C’est ce qui a influencé des travailleurs aux sites Pointe
Saint-Charles et Site B ainsi que le superviseur entretien du site
Pointe Saint-Charles à utiliser un chariot élévateur.
• En 2012, une analyse de risques a été effectuée sur les
mouvements des locomotives ALP-45DP aux sites B et A. Seuls des
problèmes mineurs ont été traités.
• En 2013, une analyse de risques concernant les mouvements de
matériel roulant a été réalisée. Elle concernait spécifiquement le
déplacement à l’aide du locotracteur d’équipement sans frein
opérationnel au site B. Il en a résulté l’émission d’un bulletin de
service où les étapes à suivre étaient décrites.

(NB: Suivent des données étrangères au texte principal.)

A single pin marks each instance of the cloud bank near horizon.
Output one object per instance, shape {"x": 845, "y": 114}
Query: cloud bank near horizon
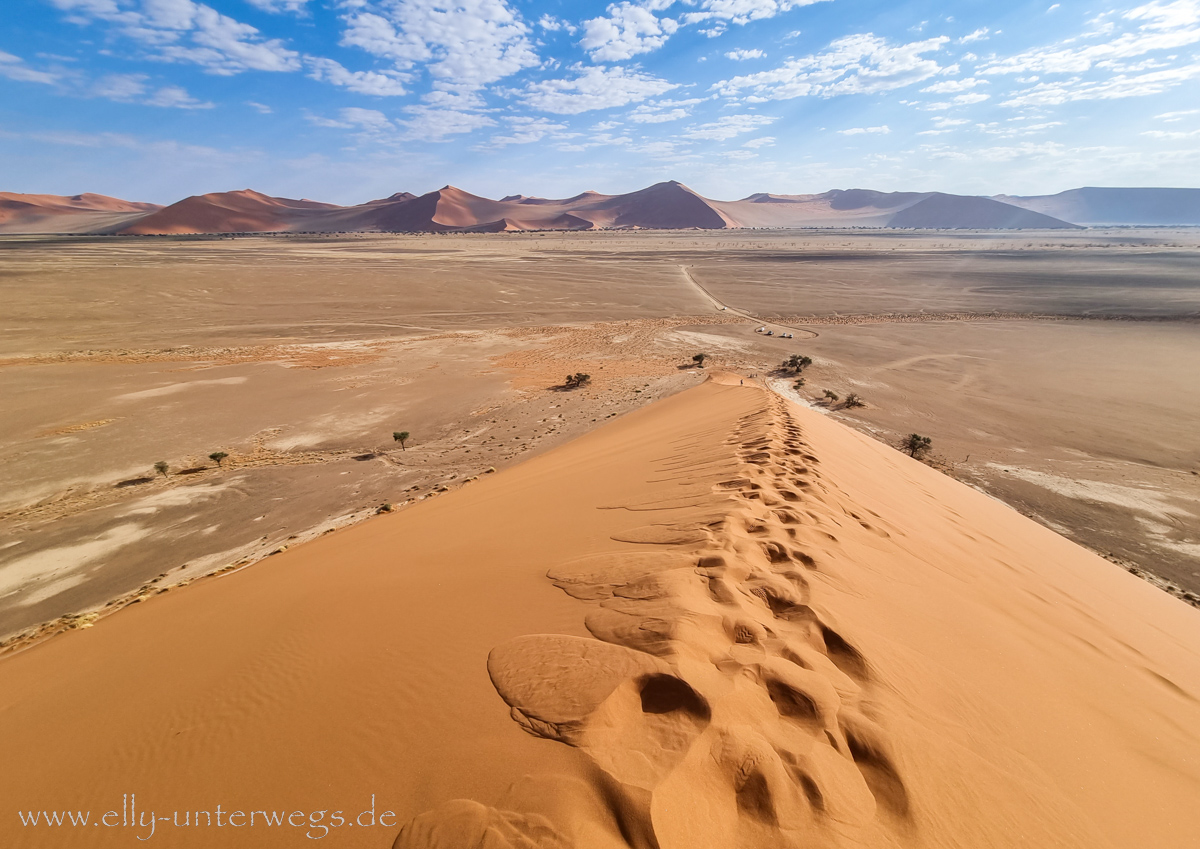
{"x": 340, "y": 98}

• Les risques associés aux méthodes de travail lors des
déplacements de matériel roulant avec un chariot élévateur n’ont
pas été analysés. En effet, le conseiller SSE ignorait que des
employés utilisaient un chariot élévateur pour effectuer des
déplacements et un morceau de bois pour freiner l’équipement.
• La méthode d’arrêt de matériel roulant avec un morceau de bois
n’était pas connue des membres de la direction, du conseiller SSE
ainsi que du formateur d’opérateur d’équipement.
4.2.10 Obligations légales et contractuelles
Loi sur la santé et la sécurité du travail (LSST)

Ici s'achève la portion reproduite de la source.